British support keep We Are Scientists afloat

A lot can happen in 10 years. Just ask We Are Scientists. When the Brooklyn-based band started playing in 2000, about 15 people attended their gigs. Now they’re huge in England, they’ve played Glastonbury, they’ve gone from a trio to a duo and they’ve lived through the music industry’s messy changes.

“We were the last band to get an old school-style major label deal,” says singer Keith Murray. “Now everyone is terrified all the time.”

Well, not everyone. We are Scientists may not be a household name in America, but in England Murray gets recognized in bars. That’s helped the band stay afloat in this uncertain music business.

“We keep ourselves going with revenue mostly from the U.K.,” he says. “We are more than a break-even band in the U.S., but we’re not worried about whether we’ll have enough money to survive.”

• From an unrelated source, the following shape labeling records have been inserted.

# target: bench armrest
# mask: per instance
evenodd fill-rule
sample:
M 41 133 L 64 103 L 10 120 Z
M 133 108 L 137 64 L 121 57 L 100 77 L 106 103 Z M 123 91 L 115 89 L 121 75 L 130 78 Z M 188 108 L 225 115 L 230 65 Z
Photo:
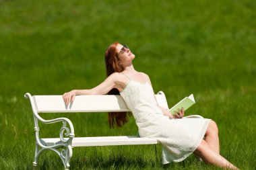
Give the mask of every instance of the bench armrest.
M 37 132 L 36 133 L 36 138 L 38 140 L 38 142 L 39 143 L 39 134 L 38 132 L 39 131 L 39 127 L 38 127 L 38 124 L 37 120 L 39 120 L 40 122 L 44 124 L 53 124 L 53 123 L 56 123 L 56 122 L 63 122 L 63 126 L 60 130 L 60 139 L 62 142 L 67 142 L 70 143 L 72 141 L 73 138 L 75 137 L 75 131 L 74 131 L 74 128 L 73 126 L 73 124 L 70 120 L 66 118 L 55 118 L 52 120 L 44 120 L 37 113 L 36 110 L 36 106 L 35 105 L 35 102 L 34 101 L 34 99 L 32 96 L 29 93 L 27 93 L 25 94 L 24 97 L 26 98 L 29 98 L 30 100 L 33 114 L 34 114 L 34 124 L 35 124 L 35 127 L 34 130 Z M 68 124 L 70 129 L 67 127 L 67 123 Z M 64 138 L 64 134 L 65 136 L 69 137 L 68 139 L 65 139 Z

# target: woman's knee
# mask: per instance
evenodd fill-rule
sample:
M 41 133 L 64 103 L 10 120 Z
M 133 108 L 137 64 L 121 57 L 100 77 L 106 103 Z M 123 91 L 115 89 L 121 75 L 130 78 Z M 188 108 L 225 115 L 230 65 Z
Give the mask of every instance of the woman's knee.
M 204 140 L 202 140 L 199 145 L 195 150 L 194 153 L 197 155 L 201 155 L 202 152 L 205 150 L 205 148 L 207 147 L 207 146 L 208 146 L 208 144 L 206 142 L 206 141 Z
M 212 133 L 218 133 L 218 128 L 217 124 L 212 120 L 211 120 L 211 122 L 209 124 L 209 126 L 207 128 L 205 134 L 209 134 Z

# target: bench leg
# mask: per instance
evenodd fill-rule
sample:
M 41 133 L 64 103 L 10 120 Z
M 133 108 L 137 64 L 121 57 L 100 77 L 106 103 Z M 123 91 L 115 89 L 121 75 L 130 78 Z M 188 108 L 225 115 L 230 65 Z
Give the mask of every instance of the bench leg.
M 57 148 L 53 147 L 48 147 L 48 148 L 42 148 L 40 150 L 38 151 L 38 145 L 36 144 L 36 151 L 35 151 L 35 155 L 34 158 L 34 162 L 33 162 L 33 169 L 35 169 L 38 165 L 38 159 L 39 156 L 41 155 L 41 153 L 46 151 L 46 150 L 51 150 L 57 153 L 59 156 L 61 157 L 62 162 L 63 163 L 65 169 L 68 170 L 69 169 L 70 165 L 70 159 L 72 157 L 73 151 L 72 151 L 72 147 L 71 145 L 67 145 L 66 146 L 63 146 L 64 148 L 62 148 L 61 151 L 58 150 Z
M 70 165 L 69 161 L 72 157 L 73 151 L 71 146 L 68 145 L 65 148 L 61 150 L 60 157 L 64 164 L 65 169 L 67 170 L 69 169 Z
M 33 169 L 35 169 L 38 164 L 37 163 L 37 160 L 38 158 L 38 145 L 36 144 L 36 151 L 34 153 L 34 162 L 33 162 L 33 167 L 34 167 Z

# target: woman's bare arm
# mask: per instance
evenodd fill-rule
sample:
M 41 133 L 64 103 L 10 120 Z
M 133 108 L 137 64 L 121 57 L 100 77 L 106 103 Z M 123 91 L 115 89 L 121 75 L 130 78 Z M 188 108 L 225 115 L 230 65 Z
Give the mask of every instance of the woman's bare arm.
M 108 76 L 102 83 L 91 89 L 74 89 L 65 93 L 63 98 L 65 104 L 73 102 L 77 95 L 104 95 L 115 88 L 118 82 L 119 74 L 115 73 Z
M 146 77 L 146 78 L 147 79 L 148 83 L 150 83 L 150 85 L 152 86 L 152 83 L 151 83 L 151 81 L 150 81 L 150 77 L 147 75 L 147 74 L 145 74 L 145 73 L 142 73 L 144 75 L 144 76 Z M 152 87 L 153 88 L 153 87 Z M 155 97 L 155 99 L 156 99 L 156 103 L 158 103 L 157 102 L 157 100 L 156 100 L 156 96 L 154 95 L 154 97 Z M 175 114 L 175 116 L 173 116 L 172 115 L 169 111 L 166 109 L 166 108 L 162 108 L 162 106 L 159 105 L 158 103 L 158 106 L 162 110 L 162 112 L 164 114 L 164 115 L 165 116 L 168 116 L 170 118 L 181 118 L 182 117 L 183 117 L 184 116 L 184 110 L 182 110 L 179 112 L 179 114 Z

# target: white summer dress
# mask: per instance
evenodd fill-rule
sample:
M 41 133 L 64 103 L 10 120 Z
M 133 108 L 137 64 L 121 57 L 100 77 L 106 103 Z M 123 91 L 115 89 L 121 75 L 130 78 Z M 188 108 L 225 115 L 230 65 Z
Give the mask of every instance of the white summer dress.
M 160 141 L 162 164 L 186 159 L 203 138 L 210 120 L 170 119 L 158 107 L 148 82 L 142 83 L 129 79 L 120 95 L 133 113 L 140 136 Z

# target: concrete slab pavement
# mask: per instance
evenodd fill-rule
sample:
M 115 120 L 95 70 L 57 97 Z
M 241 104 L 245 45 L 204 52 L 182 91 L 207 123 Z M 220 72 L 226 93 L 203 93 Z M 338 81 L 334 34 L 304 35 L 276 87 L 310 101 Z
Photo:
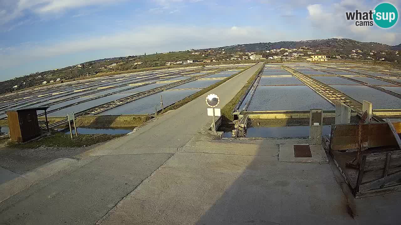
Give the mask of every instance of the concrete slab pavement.
M 162 165 L 169 154 L 96 159 L 0 213 L 0 224 L 93 224 Z
M 222 107 L 262 64 L 211 92 L 219 94 Z M 85 161 L 2 203 L 0 224 L 93 224 L 162 165 L 171 156 L 170 153 L 178 151 L 194 134 L 208 127 L 211 118 L 207 115 L 206 96 L 162 115 L 131 135 L 77 156 Z
M 209 153 L 186 146 L 101 224 L 356 224 L 330 165 L 278 161 L 287 141 L 211 140 Z

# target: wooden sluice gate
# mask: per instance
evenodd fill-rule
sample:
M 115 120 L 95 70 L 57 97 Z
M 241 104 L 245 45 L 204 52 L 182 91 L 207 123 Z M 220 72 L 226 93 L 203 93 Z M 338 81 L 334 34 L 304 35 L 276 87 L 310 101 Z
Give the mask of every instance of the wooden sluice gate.
M 401 123 L 387 120 L 332 125 L 328 150 L 355 198 L 401 191 Z

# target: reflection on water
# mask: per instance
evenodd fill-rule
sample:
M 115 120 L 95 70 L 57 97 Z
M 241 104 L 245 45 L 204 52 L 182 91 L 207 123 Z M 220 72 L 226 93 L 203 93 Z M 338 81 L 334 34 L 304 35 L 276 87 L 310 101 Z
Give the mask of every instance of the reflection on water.
M 323 126 L 323 135 L 330 134 L 331 125 Z M 223 137 L 231 137 L 232 132 L 225 132 Z M 250 127 L 247 130 L 246 137 L 295 137 L 309 136 L 309 126 L 291 127 Z
M 96 129 L 94 128 L 84 128 L 83 127 L 78 127 L 77 129 L 78 130 L 78 133 L 83 135 L 93 135 L 94 134 L 105 134 L 107 135 L 119 135 L 123 134 L 128 134 L 132 131 L 133 129 Z M 64 132 L 66 134 L 70 134 L 69 129 L 58 129 L 59 131 Z M 75 130 L 73 129 L 73 134 L 75 134 Z

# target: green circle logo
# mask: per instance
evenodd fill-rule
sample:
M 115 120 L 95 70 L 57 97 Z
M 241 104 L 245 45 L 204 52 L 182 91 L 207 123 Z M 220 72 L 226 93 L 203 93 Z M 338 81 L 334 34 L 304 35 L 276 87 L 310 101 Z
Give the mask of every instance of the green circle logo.
M 389 28 L 397 22 L 398 12 L 395 7 L 390 3 L 381 3 L 375 8 L 373 20 L 382 28 Z

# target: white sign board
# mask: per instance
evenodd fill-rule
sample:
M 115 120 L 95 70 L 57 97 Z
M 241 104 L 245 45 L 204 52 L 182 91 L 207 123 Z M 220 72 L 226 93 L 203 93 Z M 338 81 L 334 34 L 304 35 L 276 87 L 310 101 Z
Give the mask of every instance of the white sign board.
M 74 119 L 75 119 L 75 115 L 74 114 L 73 112 L 71 113 L 68 113 L 67 115 L 67 117 L 68 117 L 70 121 L 74 120 Z
M 211 117 L 213 116 L 213 108 L 207 108 L 207 115 Z M 219 108 L 215 108 L 215 116 L 216 117 L 220 117 L 221 115 L 221 114 L 220 112 L 220 109 Z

A lot of American bands are big in the U.K., but, if you didn’t know much about the group, you could mistake them for being British. They’ve charted well there, the NME writes about them as much as any English band, they had a TV show on MTV U.K. and their new studio drummer is Andy Burrows, from British darlings Razorlight.

Murray says their success was more of a right place at the right time thing than anything else. “We just fit in the mainstream then,” he says. “They were playing Arctic Monkeys and Killers.”

Their music has evolved over the years — they’ve gone from jangly dance rock to more lush, keyboard influenced sounds — but their latest, Barbara, harkens back to With Love and Squalor, their 2005 major label debut.

The record is filled with infectious dance pop tunes, think Franz Ferdinand or Arctic Monkeys, and even though the new new wave went out of style a few years ago, these songs would still fit in on any radio station playlist.

“The last record was the two of us and we wanted to expand our musical pallet,” says Murray, explaining why this album sounds more like their ’05 disc. “This one we recorded as a three-piece band, and that’s really why the record sounds like it does.”